Dengan lahan sekecil itu, tentunya akan sulit mencapai efisiensi ekonomi, tak punya kekuatan tawar, dan hanya mengandalkan musim yang makin tak menentu.

Tren alih fungsi lahan menjadi ancaman laten. Lahan sawah banyak berubah fungsi menjadi perumahan, industri, dan infrastruktur.
Tanpa kebijakan pembatasan yang tegas, menurut Kepala KSP Jenderal Moeldoko, pada 2024 setiap tahun Indonesia kehilangan rata-rata 70.000 hektare sawah.

Surplus tapi Mahal
Di Kota Medan, harga beras medium masih menyentuh Rp 17.000/kg pada akhir Juli 2025. Di Kabupaten Deli Serdang, harga berkisar Rp15.000–Rp15.500/kg.
SPHP memang tersedia, tetapi distribusi tidak merata dan gagal menurunkan harga secara signifikan di pasar tradisional.
Rakyat kecil membeli beras eceran 1–2 kg karena tak mampu membeli dalam jumlah besar. Efeknya, harga per kilogram yang dibayar lebih mahal.

Pedagang mengaku sulit mendapatkan pasokan SPHP dari distributor utama karena harus bersaing dengan pengecer besar.
Harga gabah kering panen (GKP) yang diterima petani hanya sekitar Rp.5.800–Rp.6.500/kg, sementara biaya produksi terus naik.

Petani di beberapa kabupaten di Sumatera Utara mengeluhkan biaya pupuk dan sewa lahan yang tak sebanding dengan pendapatan panen yang menyebabkan banyak yang beralih menjadi buruh tani atau pekerja non-pertanian.

Perbedaan mencolok antara harga GKP dan harga beras eceran menunjukkan rantai distribusi yang dikuasai segelintir pemain besar. Petani menjual murah, konsumen membeli mahal—di antaranya terdapat struktur pasar yang tidak adil.

Klaim surplus seringkali bersandar pada data administratif dan logistik pusat, tanpa mencerminkan distribusi spasial dan kemampuan akses rakyat.
Ada perbedaan antara stok nasional dan akses lokal. Rakyat tak makan beras dari gudang Bulog, tapi dari pasar yang tak terjangkau oleh SPHP.
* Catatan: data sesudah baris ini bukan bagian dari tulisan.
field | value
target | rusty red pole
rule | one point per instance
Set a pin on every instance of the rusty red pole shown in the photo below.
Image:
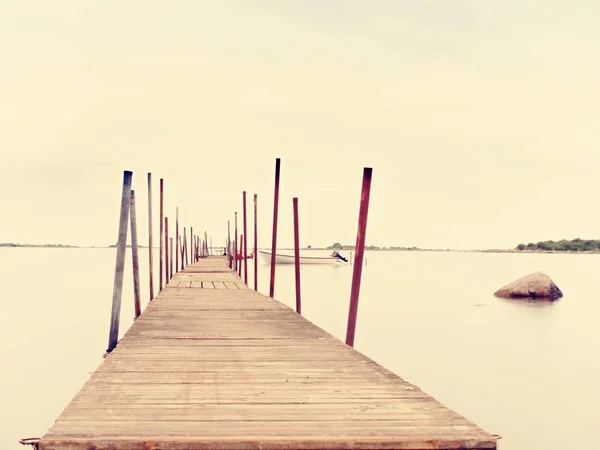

Fakta di Sumut dan Medan membuktikan bahwa surplus nasional belum berarti stabilitas harga di daerah. Tanpa tata niaga yang adil dan sistem distribusi yang efisien, surplus hanya jadi ilusi yang menutupi realitas penderitaan petani dan konsumen.

Kebijakan pangan selama ini terlalu terpusat, bersandar pada impor sebagai solusi cepat, dan minim keberpihakan kepada petani kecil. Padahal, jika distribusi dan tata niaga beras dibenahi, Indonesia tidak perlu bergantung pada impor saat panen.
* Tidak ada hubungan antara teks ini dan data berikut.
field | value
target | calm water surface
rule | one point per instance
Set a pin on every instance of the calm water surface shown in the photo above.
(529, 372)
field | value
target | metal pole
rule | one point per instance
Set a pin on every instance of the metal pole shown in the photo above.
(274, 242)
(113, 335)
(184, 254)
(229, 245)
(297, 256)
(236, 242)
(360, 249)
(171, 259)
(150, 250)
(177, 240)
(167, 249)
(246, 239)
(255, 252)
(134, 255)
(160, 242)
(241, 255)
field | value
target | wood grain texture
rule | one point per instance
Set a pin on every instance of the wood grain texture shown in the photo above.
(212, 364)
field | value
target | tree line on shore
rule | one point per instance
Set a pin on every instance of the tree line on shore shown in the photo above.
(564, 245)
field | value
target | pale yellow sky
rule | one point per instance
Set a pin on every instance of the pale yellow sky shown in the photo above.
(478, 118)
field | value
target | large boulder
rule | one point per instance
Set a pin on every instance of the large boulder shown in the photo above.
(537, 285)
Langkah seperti peremajaan petani, dukungan pembiayaan koperasi tani, serta pembentukan lumbung pangan lokal diabaikan.
Petani terus dipaksa menanggung risiko iklim, harga, dan teknologi—sementara keuntungan hilang di tingkat penggilingan dan distributor besar.

Ketahanan Pangan Berbasis Realita
Berkaca dari kondisi diatas maka perlu pembenahan pada multisektor seperti, Reformasi Tata Niaga Beras, Pemerintah harus mengatur harga dan distribusi beras dengan melibatkan koperasi dan BUMDes agar SPHP menjangkau pasar tradisional.
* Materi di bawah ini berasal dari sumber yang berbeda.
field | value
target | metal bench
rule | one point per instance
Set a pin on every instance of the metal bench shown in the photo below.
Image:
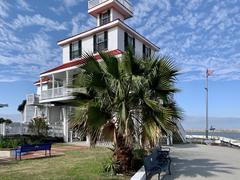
(156, 163)
(30, 148)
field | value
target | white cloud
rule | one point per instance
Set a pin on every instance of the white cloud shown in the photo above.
(197, 34)
(24, 5)
(24, 21)
(4, 7)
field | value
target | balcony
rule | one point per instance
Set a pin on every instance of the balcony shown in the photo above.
(32, 99)
(123, 6)
(59, 94)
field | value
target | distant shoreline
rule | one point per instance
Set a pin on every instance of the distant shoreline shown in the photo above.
(217, 130)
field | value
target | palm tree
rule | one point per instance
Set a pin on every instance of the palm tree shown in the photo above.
(131, 96)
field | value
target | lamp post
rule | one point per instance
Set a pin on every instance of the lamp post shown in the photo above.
(208, 73)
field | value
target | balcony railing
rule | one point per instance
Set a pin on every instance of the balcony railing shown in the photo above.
(58, 93)
(32, 99)
(126, 3)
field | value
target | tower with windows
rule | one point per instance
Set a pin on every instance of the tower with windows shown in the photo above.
(111, 35)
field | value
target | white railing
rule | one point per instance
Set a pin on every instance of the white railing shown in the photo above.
(32, 99)
(59, 92)
(126, 3)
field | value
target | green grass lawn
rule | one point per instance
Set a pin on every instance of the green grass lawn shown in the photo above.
(78, 164)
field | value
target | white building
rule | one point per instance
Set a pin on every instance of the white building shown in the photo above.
(111, 35)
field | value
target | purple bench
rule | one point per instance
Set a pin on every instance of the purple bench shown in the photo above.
(33, 147)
Ketegasan untuk Perlindungan Lahan Pertanian Berkelanjutan (PLPBK) dengan memastikan berjalannya larangan alih fungsi lahan produktif, dan setiap desa wajib mengidentifikasi dan melindungi lahan pertanian berkelanjutan.

Pembenahan pada pola subsidi, yang dirancang untuk langsung untuk petani, yaitu subsidi pupuk, benih, dan alat pertanian, harus diarahkan pada petani gurem berbasis data by name by address. Data dipastikan akurasinya, bukan hasil kongkalikong.

Kemudian, membangun rantai pasok petani lokal, dengan memfasilitasi penggilingan milik petani (RMU), gudang lokal, dan kemitraan dagang agar nilai tambah tetap di desa.

Selain itu, menyiapkan regenerasi petani dengan insentif Khusus, seperti beasiswa, lahan garapan, dan akses modal bagi pemuda desa agar bertani menjadi profesi yang menarik dan layak.

Juga dilakukan revisi mekanisme SPHP, supaya SPHP jangan hanya dijual di ritel modern, tetapi wajib masuk pasar rakyat, warung kelontong, dan outlet komunitas.
Jika surplus, lalu mengapa rakyat tetap menangis saat ke pasar? Jika harga terus naik, mengapa petani tetap miskin? Jika kita terus meninabobokan diri dengan data makro, ketahanan pangan hanyalah mitos.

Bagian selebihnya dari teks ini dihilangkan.